3-3 Policies

If something happens, we need to fix a problem or raise an alert. Most organizations have a lot of important tools in this space. AMP aims to standardize and simplify their use in an organization, ensuring they are baked in blueprints, and pulling together the results so that all stakeholders get a holistic view.

A “policy” in Cloudsoft AMP consists of three aspects:

Monitor: when should it run, usually either time-based or sensor-based
Analyze/Plan: what checks should it do, ranging from a trivial condition or even always-apply, to sophisticated computation running external tools
Execute: what action should it apply based on the analysis, often invoking an effector or emitting a sensor

In common parlance, a policy is often just a statement of what is and isn’t allowed. In order to be runnable, AMP’s philosophy is that a policy should include details of the monitoring, the analysis/planning, and the resulting execution. A policy statement that doesn’t specify when it needs checked (monitor) cannot be automated; similarly, a policy statement that doesn’t specify how it is evaluated (analyze/plan) cannot be automated; and a policy statement that doesn’t specify a consequence (execute) is useless!

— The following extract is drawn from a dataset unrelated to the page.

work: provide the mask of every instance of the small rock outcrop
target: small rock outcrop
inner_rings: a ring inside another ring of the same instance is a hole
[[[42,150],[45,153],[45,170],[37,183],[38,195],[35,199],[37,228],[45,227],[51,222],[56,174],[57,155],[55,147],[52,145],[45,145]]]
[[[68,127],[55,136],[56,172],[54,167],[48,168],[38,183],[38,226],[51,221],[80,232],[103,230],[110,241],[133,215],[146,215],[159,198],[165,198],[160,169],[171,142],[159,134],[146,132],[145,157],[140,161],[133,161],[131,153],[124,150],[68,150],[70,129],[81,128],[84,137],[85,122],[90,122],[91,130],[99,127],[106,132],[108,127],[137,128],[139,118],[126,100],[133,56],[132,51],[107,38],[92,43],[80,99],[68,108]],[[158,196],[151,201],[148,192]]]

In practice, these three aspects are simple to define and are often baked in to the policy being used, so that a blueprint author has minimal work to do. We will explore this with several in-life management policies building on the previous exercise. This is a short exercise – about 30 minutes – adding the policies in quick succession, then redeploying and exploring them.

Built-in policies: terraform drift

Some types in AMP have built-in policies. The Terraform type, for example, allows enabling drift detection: every minute (monitor), check that the Terraform template matches actual resources (analyze/plan), and emit a sensor indicating compliance or failure (execute).

To enable this, simply add the following to the two terraform entities:

    brooklyn.initializers:
      - type: terraform-drift-compliance-check
        brooklyn.config:
          terraform.resources-drift.enabled: true

Automation: scheduling actions

The next policy – the cron-scheduler installed as a policy to the AMP Catalog – allows us to specify that effectors should be invoked according to a schedule: the schedule is the monitor aspect, the analyze/plan aspect is trivial because it always applies (although it could be enhanced to support conditions), and the effector specified by the blueprint author is the execute aspect.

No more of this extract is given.